Proibição de seminaristas com tendências homossexuais em documento aprovado pelo papa Francisco
c) As pessoas com tendências homossexuais
199. Em relação às pessoas com tendências homossexuais que se aproximam dos
Seminários, ou que descobrem tal situação no decurso da formação, em coerência
com o próprio Magistério 303 , «a Igreja, embora respeitando profundamente as
pessoas em questão, não pode admitir ao Seminário e às Ordens Sagradas aqueles
que praticam a homossexualidade, apresentam tendências homossexuais
profundamente radicadas ou apóiam a chamada cultura gay. Estas pessoas
encontram-se, de fato, numa situação que constitui um grave obstáculo a um correto
relacionamento com homens e mulheres.
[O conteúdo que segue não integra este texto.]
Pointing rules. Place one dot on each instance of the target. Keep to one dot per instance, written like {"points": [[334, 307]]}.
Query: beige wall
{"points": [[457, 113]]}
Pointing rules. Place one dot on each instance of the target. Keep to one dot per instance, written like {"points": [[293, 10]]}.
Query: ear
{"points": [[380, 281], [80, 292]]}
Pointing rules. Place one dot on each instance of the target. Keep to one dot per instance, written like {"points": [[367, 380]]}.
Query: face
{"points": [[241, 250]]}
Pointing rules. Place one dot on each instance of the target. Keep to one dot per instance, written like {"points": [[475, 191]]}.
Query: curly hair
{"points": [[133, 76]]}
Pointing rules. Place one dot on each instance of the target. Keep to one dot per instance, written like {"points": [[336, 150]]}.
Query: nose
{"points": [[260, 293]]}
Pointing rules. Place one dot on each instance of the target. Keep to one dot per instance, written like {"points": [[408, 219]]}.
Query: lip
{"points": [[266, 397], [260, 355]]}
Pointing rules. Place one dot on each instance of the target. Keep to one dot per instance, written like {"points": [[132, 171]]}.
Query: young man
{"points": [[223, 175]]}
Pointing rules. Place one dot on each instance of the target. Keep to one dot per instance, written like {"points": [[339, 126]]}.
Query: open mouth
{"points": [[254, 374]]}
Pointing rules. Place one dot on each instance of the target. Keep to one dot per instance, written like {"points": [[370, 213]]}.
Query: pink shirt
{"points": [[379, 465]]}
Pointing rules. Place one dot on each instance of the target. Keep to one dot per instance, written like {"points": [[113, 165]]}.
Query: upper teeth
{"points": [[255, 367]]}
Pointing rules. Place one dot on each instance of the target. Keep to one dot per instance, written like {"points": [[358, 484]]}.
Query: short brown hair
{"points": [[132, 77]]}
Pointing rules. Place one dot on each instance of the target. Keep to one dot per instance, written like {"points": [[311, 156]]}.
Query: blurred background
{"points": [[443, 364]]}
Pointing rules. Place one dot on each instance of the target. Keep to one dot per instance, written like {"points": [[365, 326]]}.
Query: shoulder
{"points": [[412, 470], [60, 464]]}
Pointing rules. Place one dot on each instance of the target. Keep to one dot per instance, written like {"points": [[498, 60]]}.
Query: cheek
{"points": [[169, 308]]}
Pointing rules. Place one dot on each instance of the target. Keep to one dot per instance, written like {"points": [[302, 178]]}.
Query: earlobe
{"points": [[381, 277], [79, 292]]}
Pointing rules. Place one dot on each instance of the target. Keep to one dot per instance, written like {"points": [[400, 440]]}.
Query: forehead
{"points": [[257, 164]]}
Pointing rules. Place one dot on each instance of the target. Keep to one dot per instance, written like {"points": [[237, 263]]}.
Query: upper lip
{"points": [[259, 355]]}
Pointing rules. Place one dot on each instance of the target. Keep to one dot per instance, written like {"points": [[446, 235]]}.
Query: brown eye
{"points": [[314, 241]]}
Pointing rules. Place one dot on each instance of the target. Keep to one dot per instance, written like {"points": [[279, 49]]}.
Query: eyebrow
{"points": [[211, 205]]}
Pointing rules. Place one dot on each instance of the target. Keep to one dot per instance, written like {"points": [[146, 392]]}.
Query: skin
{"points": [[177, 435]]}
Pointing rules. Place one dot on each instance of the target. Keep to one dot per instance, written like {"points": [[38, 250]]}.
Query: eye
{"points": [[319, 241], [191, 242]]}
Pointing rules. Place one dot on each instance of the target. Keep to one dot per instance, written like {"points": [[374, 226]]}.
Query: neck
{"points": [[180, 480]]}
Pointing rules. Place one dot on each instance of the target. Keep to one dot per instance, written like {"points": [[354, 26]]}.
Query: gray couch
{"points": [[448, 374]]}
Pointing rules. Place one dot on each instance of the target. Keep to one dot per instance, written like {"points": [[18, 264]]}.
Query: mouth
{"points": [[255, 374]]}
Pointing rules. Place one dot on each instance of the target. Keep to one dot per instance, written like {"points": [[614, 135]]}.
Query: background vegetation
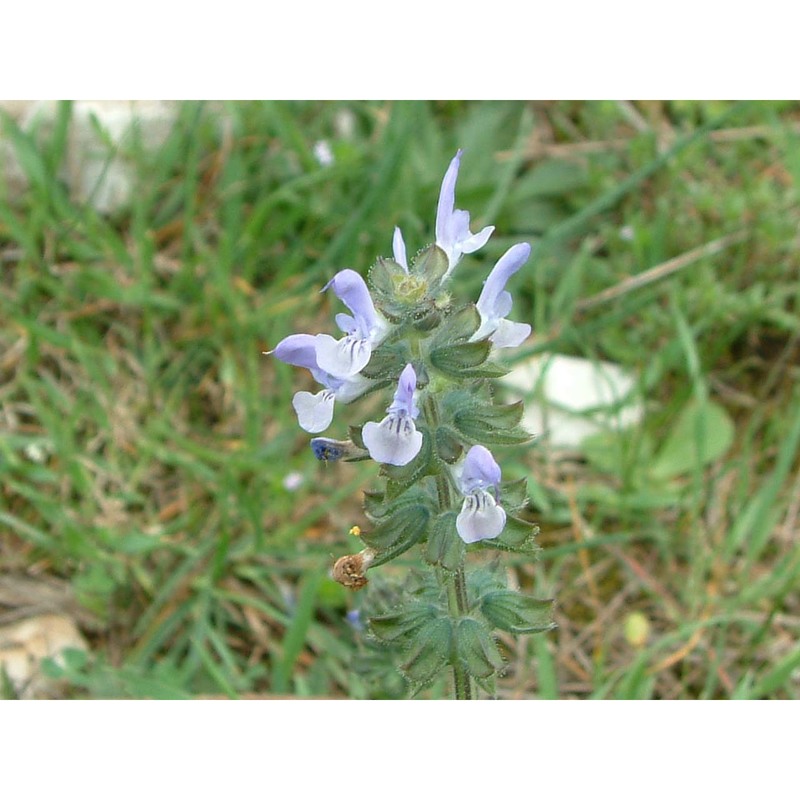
{"points": [[146, 442]]}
De modo algum, se hão de descuidar as consequências negativas que podem derivar da Ordenação de pessoas com
tendências homossexuais profundamente radicadas» 304.
200. «[...] no caso de se tratar de tendências homossexuais que sejam apenas
expressão de um problema transitório como, por exemplo, o de uma adolescência
ainda não completada, elas devem estar claramente superadas, pelo menos três anos
antes da Ordenação diaconal»305.
Além disso, deve recordar-se que, numa relação de diálogo sincero e de recíproca
confiança, o seminarista é chamado a manifestar aos formadores – ao Bispo, ao
Reitor, ao Diretor Espiritual e aos outros educadores – eventuais dúvidas ou
dificuldades neste âmbito.
Em tal contexto, «se um candidato pratica a homossexualidade ou apresenta
tendências homossexuais profundamente radicadas, o seu diretor espiritual, bem
como o seu confessor, têm o dever, em consciência, de o dissuadir de prosseguir para
a Ordenação». Em todo caso, «seria gravemente desonesto que um candidato
ocultasse a própria homossexualidade para aceder, não obstante tudo, à Ordenação.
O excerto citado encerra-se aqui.